Aunty Marilyn and Uncle Jim, as the kids called them, did the best they could. They took the kids camping and opened up their home to the kids’ friends. But they also laid down new ground rules. “They were used to getting their way and were pretty spoiled,” Marilyn says. “I made it clear that in our house, if you don’t take care of your bike, you don’t get a new one.” Despite the fact that his health was getting worse and worse, Jim continued to work to support his family that had just doubled in size.

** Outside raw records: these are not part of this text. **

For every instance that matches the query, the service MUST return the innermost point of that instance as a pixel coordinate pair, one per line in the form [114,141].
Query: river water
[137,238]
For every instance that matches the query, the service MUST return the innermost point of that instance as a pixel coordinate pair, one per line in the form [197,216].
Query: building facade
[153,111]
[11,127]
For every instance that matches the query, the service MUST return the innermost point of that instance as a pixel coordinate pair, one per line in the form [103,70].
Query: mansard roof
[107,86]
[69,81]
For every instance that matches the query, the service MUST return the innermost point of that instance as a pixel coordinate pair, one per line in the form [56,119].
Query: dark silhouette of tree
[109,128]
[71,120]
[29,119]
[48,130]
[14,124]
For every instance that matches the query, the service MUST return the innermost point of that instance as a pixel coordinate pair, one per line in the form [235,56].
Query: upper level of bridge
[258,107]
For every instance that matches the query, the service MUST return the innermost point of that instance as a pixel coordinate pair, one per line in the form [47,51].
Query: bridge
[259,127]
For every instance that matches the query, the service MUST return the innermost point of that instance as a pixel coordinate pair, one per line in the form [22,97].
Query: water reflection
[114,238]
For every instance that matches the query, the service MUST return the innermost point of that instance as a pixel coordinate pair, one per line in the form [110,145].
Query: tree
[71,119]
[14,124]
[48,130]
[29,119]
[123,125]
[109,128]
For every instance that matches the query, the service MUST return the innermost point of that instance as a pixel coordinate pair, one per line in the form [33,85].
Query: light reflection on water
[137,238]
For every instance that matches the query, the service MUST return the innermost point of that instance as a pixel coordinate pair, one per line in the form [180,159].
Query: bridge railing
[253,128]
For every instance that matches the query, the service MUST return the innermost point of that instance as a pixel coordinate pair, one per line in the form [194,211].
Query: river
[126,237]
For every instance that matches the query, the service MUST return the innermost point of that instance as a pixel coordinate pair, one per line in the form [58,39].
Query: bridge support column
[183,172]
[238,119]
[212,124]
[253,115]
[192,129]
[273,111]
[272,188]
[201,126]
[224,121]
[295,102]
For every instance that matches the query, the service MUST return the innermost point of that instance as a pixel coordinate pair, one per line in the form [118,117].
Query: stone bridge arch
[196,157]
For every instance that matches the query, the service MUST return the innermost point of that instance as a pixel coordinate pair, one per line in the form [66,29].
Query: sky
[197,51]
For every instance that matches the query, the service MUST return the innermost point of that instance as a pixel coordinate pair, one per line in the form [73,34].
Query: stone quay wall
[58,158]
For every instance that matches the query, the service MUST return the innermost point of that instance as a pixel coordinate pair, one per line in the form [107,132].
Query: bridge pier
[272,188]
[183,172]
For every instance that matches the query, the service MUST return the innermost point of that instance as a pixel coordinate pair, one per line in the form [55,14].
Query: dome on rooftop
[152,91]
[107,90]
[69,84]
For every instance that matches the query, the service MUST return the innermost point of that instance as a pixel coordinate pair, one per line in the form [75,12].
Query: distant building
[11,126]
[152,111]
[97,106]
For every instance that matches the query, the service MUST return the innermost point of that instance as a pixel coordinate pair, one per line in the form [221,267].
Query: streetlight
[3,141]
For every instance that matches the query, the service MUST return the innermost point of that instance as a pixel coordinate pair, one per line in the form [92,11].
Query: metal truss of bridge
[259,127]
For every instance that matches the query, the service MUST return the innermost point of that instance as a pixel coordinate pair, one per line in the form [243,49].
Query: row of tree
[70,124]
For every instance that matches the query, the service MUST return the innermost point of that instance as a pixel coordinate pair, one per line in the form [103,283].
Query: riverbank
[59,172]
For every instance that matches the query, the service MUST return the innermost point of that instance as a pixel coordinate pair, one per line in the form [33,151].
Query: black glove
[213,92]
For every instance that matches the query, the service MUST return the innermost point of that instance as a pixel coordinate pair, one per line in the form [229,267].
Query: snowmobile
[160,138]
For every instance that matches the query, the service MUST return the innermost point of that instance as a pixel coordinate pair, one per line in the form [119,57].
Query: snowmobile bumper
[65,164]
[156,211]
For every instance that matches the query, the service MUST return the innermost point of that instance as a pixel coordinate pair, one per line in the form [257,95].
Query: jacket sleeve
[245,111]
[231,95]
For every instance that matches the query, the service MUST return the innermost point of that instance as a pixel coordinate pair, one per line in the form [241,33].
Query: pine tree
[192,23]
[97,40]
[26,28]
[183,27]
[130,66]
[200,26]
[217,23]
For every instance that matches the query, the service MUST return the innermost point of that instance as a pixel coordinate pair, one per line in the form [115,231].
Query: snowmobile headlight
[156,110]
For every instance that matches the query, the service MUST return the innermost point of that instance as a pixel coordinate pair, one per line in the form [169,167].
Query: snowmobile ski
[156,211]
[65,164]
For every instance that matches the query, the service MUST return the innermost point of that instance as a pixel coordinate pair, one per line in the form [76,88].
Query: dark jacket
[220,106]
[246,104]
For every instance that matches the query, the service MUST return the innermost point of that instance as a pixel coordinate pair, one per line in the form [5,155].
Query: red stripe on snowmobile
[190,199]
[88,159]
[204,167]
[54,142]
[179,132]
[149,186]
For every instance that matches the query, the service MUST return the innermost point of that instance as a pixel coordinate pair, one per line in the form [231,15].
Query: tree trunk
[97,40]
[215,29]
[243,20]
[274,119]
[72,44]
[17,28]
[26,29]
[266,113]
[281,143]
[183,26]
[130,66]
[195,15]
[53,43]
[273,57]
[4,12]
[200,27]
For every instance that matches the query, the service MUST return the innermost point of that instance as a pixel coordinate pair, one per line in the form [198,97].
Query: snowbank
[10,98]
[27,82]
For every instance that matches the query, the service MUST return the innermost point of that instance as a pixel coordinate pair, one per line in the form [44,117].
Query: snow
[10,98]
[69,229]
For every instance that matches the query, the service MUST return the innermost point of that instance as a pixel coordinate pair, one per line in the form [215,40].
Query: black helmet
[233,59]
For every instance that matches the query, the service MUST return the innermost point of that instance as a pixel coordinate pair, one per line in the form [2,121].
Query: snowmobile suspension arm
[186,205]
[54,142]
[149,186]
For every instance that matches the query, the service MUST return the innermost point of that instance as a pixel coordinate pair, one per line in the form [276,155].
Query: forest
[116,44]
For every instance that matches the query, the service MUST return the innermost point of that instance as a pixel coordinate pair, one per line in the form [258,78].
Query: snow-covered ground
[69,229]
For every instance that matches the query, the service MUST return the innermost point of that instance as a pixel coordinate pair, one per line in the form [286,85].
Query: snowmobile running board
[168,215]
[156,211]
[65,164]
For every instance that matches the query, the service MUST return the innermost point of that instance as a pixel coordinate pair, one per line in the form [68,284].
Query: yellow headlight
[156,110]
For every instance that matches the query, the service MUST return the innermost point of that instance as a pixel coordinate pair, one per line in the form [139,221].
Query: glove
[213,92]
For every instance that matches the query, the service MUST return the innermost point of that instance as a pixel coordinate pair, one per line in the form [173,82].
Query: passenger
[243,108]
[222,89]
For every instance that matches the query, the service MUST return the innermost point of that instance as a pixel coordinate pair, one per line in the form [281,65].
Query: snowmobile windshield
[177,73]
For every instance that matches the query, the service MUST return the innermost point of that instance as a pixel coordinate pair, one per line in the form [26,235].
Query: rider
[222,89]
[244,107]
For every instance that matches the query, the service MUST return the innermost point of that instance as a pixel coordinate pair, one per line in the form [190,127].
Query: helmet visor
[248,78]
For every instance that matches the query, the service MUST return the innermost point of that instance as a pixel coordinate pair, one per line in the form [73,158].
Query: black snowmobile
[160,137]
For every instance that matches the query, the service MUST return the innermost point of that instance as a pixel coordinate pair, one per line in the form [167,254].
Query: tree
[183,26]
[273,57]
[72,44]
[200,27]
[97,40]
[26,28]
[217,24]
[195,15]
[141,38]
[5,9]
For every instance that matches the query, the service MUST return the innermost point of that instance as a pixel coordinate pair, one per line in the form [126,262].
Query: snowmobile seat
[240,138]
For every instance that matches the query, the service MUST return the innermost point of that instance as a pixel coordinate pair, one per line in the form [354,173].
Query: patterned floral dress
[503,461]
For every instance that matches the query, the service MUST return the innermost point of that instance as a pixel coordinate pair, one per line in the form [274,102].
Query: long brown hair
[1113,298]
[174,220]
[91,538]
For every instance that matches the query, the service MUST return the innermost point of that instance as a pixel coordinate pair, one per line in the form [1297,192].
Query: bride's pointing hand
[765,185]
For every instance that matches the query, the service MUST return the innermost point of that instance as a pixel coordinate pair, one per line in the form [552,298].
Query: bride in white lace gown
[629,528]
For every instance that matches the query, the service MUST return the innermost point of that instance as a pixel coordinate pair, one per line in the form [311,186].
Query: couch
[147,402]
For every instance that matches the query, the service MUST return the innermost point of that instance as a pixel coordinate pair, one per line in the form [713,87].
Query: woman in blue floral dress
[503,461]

Marilyn worked days while Jim worked nights, and Kristin, who was in college, helped out a lot with dinners. But his health continued to decline, and within two years of having the kids move in with them, James went on disability. In February 2010, Marilyn woke up to find him dead.
Marilyn continued to raise the children on her own. It was hard. “They had a tough life,” Marilyn says. “And it showed.” She worked hard to show them different values, which was challenging because, as she puts it, “we didn’t mold them. They saw too many things by the time they came to us.” She felt that they initially viewed her as at ATM, because, she says, “their dad used to buy them things to compensate for what was going on with their mom.” But she kept at it, working hard to “figure them out and become one big unit.”
Now the children, all grown, live in a townhome they were able to purchase with their inheritance. They all have jobs and they understand that they need to be able to live independently, that Aunty Marilyn can’t keep bailing them out. Marilyn lives with Kristin, who is divorced, and her twin grandsons. And she finds, at times when she is alone and the house is quiet and calm, that she misses the chaos. “It was so hard,” she says, “but it was worth it.” She hopes she made a difference in their lives. And she is grateful that she was able to be there for them, despite her own hardships, because, she says, “that is just what you do.” She believes everything happened for a reason. Marilyn grew up in a house full of cousins and she had always imagined having a busy house full of kids. “I loved having all of their friends over,” she says. “We were all blessed.”
When she sees them now living together on their own, she thinks about how easily they could have been split up. “Keeping them together was the best thing,” Marilyn says. “For everyone.”